Remove barriers to innovation imposed by dependence on legacy tools/processes 


When engineers rely on legacy tools that are based on an existing design, they can be reluctant to try new concepts ​. Trying to include innovative change in these legacy tools can be difficult at best.  This often leads to settling for only derivative products that can allow competitors to gain market advantage​.

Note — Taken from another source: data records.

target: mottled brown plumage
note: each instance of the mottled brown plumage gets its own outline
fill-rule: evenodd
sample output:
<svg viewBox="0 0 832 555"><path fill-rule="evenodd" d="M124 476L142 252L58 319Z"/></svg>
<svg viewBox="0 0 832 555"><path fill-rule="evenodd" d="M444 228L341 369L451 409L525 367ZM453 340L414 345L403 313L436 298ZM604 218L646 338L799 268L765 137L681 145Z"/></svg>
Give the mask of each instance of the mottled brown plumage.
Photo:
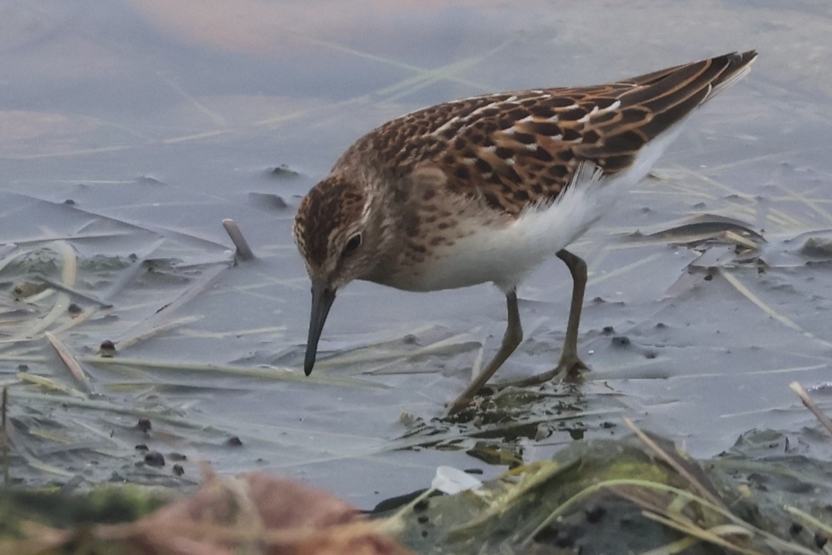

Many companies, especially companies that manufacture complex products, have internally developed spreadsheets or tools that allow design engineers to enter the dimension loop and tolerance values for their current design project and determine if the tolerance values are acceptable. Many of these internally developed tools are only 1D but overcome this limitation by including assumptions and “fudge factors” based on years of empirical data and “hands on” observations.

As engineering teams become dependent on structured tools based on legacy designs, new ideas can be discouraged. Ideas of transferring power through a more direct route or increasing reliability by designing geometrically unique interfaces are dismissed because they won’t work with the existing spreadsheet. This kills innovation and gives competitors the ability to leap past these companies.​

Giving engineers the knowledge of how variation impacts their design and the tools to simulate that design quickly and easily in a 3D environment allows them to break free from “tool constrained” design ideas.​


Provide insights that allow exploration of breakthrough change


Prototype, pilot, and test builds can provide valuable information during the development of a new product. However, physical prototypes have limitations:

  • Don’t typically allow your team to “look inside” the product to determine how part features interact in the real world.​
  • Don’t reveal non-intuitive effects of the design on critical-to-function specifications. ​
  • Don’t allow for quick “what if” testing of design ideas​.
  • Don’t always help the engineer understand “why” the design is acting the way it is.​

Sigmetrix Solutions give your organization the ability model your product/process design ideas and investigate the model to see the outcome​.


Analyze product concepts that had been considered too difficult to model


The performance of complex systems can be highly sensitive to mechanical variation​. Systems based on derivative design and manufacturing processes can rely on years of empirical data to predict performance​. Even with data, it is still difficult to determine how mechanical variation is affecting performance​. What is needed is the ability to model variation, predict performance and visualize part and feature sensitivity for complex systems without the need of expensive physical testing​.

When going through the design/prototyping phase, wild and crazy concepts get thought of all the time. It’s not always possible to take these ideas all the way out to the prototyping/analysis phase due to cost and time requirements. A company would need to build and test prototypes to collect this data and even then, they may not have a full understanding of how variation is impacting the system.​ With Sigmetrix solutions it is a lot simpler to get the kind of feasibility data you need quickly!